Susan abrió sus labios, sus ojos recorrieron la escultural figura de aquel imponente hombre de piel bronceada y mirada profunda, sintió un cosquilleo cuando él la miró de frente.
—Yo soy la chica del lunar —musitó con la voz temblorosa.
Franco rodó los ojos, bufó.
—¿Por qué debo creerte? —cuestionó frunciendo los labios, la miró de pies a cabeza y no parecía ser la bella chica de la noche anterior, Susan se veía fatal con la ropa mojada y el cabello vuelto un desastre, sin embargo, el rostro de ella, sus finas facciones, y esos ojos cargados de inocencia, lo pusieron a dudar.
—Puedo mostrarte la marca de nacimiento, solo que tiene que ser en privado —solicitó—, anoche yo llevaba un vestido rojo vibrante, de lentejuelas, tenía una abertura en la pierna derecha —indicó.
Franco recordó con claridad aquel sensual vestido que ella lucía, y que lo enloqueció por completo.
—¿Qué más?
—El número de la suite era la 336, yo me equivoqué buscaba la 363, y entré por error, te confundí con otra persona. —Negó con la cabeza, cerró los ojos, avergonzada.
Franco la miró con seriedad, aún dubitativo.
—Suéltenla —ordenó a los guardias y se dirigió a la chica—. Ven a mi oficina —ordenó a Susan.
Ella con las piernas temblorosas lo siguió, él caminaba muy seguro, imponente, y ella se sentía tan insignificante a su lado.
—Quiero ver la marca —ordenó.
Susan cerró sus ojos, volteó dándole la espalda, se abrió la blusa, y la dejó caer hasta la cintura, entonces la mirada de Franco se posó en aquella marca de nacimiento.

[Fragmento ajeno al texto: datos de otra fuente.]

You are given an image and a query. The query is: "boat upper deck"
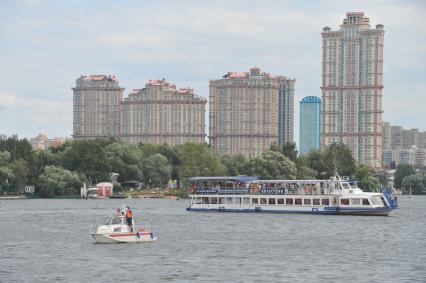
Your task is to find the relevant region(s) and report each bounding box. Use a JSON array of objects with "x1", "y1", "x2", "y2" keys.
[{"x1": 189, "y1": 176, "x2": 362, "y2": 195}]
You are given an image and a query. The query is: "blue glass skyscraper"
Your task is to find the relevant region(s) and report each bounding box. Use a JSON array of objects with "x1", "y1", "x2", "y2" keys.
[{"x1": 299, "y1": 96, "x2": 321, "y2": 155}]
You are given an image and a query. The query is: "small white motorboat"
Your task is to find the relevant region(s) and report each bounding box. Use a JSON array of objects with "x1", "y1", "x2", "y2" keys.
[{"x1": 90, "y1": 209, "x2": 157, "y2": 243}]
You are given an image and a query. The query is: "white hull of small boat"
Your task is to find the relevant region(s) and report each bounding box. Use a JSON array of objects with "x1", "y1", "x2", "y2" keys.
[
  {"x1": 92, "y1": 232, "x2": 157, "y2": 244},
  {"x1": 90, "y1": 206, "x2": 157, "y2": 244}
]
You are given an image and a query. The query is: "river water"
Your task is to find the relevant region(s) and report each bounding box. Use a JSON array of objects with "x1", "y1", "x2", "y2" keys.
[{"x1": 0, "y1": 196, "x2": 426, "y2": 282}]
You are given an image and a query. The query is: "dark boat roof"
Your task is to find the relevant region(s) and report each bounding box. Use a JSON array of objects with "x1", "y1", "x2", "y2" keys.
[{"x1": 189, "y1": 176, "x2": 257, "y2": 182}]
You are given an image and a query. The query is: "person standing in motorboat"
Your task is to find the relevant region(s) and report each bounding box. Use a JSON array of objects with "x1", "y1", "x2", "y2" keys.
[{"x1": 126, "y1": 207, "x2": 133, "y2": 232}]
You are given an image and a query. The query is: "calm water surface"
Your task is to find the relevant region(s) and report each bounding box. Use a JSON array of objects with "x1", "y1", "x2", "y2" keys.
[{"x1": 0, "y1": 196, "x2": 426, "y2": 282}]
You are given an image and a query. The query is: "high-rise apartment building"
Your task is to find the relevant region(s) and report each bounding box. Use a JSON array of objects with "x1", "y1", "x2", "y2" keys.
[
  {"x1": 209, "y1": 67, "x2": 295, "y2": 159},
  {"x1": 402, "y1": 129, "x2": 419, "y2": 148},
  {"x1": 72, "y1": 75, "x2": 124, "y2": 139},
  {"x1": 277, "y1": 76, "x2": 296, "y2": 145},
  {"x1": 121, "y1": 79, "x2": 207, "y2": 145},
  {"x1": 391, "y1": 126, "x2": 403, "y2": 149},
  {"x1": 321, "y1": 12, "x2": 385, "y2": 168},
  {"x1": 299, "y1": 96, "x2": 321, "y2": 155},
  {"x1": 382, "y1": 122, "x2": 392, "y2": 150}
]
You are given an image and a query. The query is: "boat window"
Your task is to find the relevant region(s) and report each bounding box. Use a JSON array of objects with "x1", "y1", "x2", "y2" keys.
[
  {"x1": 370, "y1": 198, "x2": 380, "y2": 206},
  {"x1": 350, "y1": 182, "x2": 358, "y2": 190},
  {"x1": 380, "y1": 197, "x2": 388, "y2": 207},
  {"x1": 342, "y1": 183, "x2": 351, "y2": 190}
]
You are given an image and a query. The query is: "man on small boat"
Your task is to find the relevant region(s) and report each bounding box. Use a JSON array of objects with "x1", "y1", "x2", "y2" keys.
[{"x1": 126, "y1": 207, "x2": 133, "y2": 232}]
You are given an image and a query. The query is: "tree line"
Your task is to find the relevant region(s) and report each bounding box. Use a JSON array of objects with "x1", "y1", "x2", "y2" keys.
[{"x1": 0, "y1": 136, "x2": 426, "y2": 197}]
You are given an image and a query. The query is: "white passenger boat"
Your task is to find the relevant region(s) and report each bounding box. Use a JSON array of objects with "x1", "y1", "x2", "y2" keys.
[
  {"x1": 187, "y1": 176, "x2": 397, "y2": 216},
  {"x1": 90, "y1": 210, "x2": 157, "y2": 243}
]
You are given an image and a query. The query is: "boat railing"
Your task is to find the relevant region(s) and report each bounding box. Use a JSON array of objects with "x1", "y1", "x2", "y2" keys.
[{"x1": 191, "y1": 188, "x2": 333, "y2": 195}]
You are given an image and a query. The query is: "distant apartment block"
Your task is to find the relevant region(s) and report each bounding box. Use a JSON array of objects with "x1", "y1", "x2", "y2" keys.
[
  {"x1": 277, "y1": 76, "x2": 296, "y2": 145},
  {"x1": 72, "y1": 75, "x2": 124, "y2": 139},
  {"x1": 383, "y1": 148, "x2": 426, "y2": 169},
  {"x1": 121, "y1": 79, "x2": 207, "y2": 145},
  {"x1": 321, "y1": 12, "x2": 385, "y2": 168},
  {"x1": 382, "y1": 122, "x2": 426, "y2": 150},
  {"x1": 382, "y1": 122, "x2": 392, "y2": 150},
  {"x1": 299, "y1": 96, "x2": 321, "y2": 155},
  {"x1": 30, "y1": 133, "x2": 66, "y2": 150},
  {"x1": 209, "y1": 67, "x2": 295, "y2": 159},
  {"x1": 383, "y1": 122, "x2": 426, "y2": 168}
]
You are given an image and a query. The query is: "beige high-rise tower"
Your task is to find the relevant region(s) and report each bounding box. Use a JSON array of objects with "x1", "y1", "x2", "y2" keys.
[
  {"x1": 121, "y1": 79, "x2": 207, "y2": 145},
  {"x1": 321, "y1": 12, "x2": 385, "y2": 168},
  {"x1": 72, "y1": 75, "x2": 124, "y2": 139},
  {"x1": 209, "y1": 67, "x2": 295, "y2": 156}
]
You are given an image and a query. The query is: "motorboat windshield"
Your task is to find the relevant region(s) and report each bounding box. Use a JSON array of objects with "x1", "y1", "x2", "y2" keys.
[{"x1": 104, "y1": 216, "x2": 123, "y2": 225}]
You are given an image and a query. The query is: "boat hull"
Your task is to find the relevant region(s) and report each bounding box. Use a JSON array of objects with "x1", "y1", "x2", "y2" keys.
[
  {"x1": 186, "y1": 207, "x2": 392, "y2": 216},
  {"x1": 91, "y1": 232, "x2": 157, "y2": 244}
]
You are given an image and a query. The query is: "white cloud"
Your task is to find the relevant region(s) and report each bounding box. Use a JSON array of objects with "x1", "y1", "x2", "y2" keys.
[{"x1": 0, "y1": 91, "x2": 17, "y2": 107}]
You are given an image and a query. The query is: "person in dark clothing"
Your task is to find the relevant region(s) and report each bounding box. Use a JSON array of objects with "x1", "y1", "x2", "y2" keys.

«Sí es ella» Suspiró profundo.
—Bien —carraspeó.
Susan de inmediato volvió a colocarse la blusa, giró para verlo a los ojos.
—¿Para qué me estás buscando? —indagó sin dejar de mirarlo.
Franco alzó ambas cejas, la recorrió con sus ojos, y Susan sintió como si esa mirada tuviera fuego, se estremeció.
—Quiero proponerte un trato —mencionó.
—No soy ninguna prostituta —aclaró Susan—, anoche estaba ebria, te aprovechaste.
Franco ladeó los labios.
—No querida, fuiste tú, la que quiso todo conmigo.
—Porque te confundí con otra persona —gritó ella, agitada. —¿Cuál es el trato?
—Quiero que reemplaces a mi novia, mi papá y el resto de la familia me presiona para que me case, hace poco terminé con mi pareja —comentó con toda la tranquilidad del mundo—, necesito una novia sustituta hasta recuperar a Sarah, y tú me pareces la candidata ideal. ¿Aceptas el trato? —cuestionó.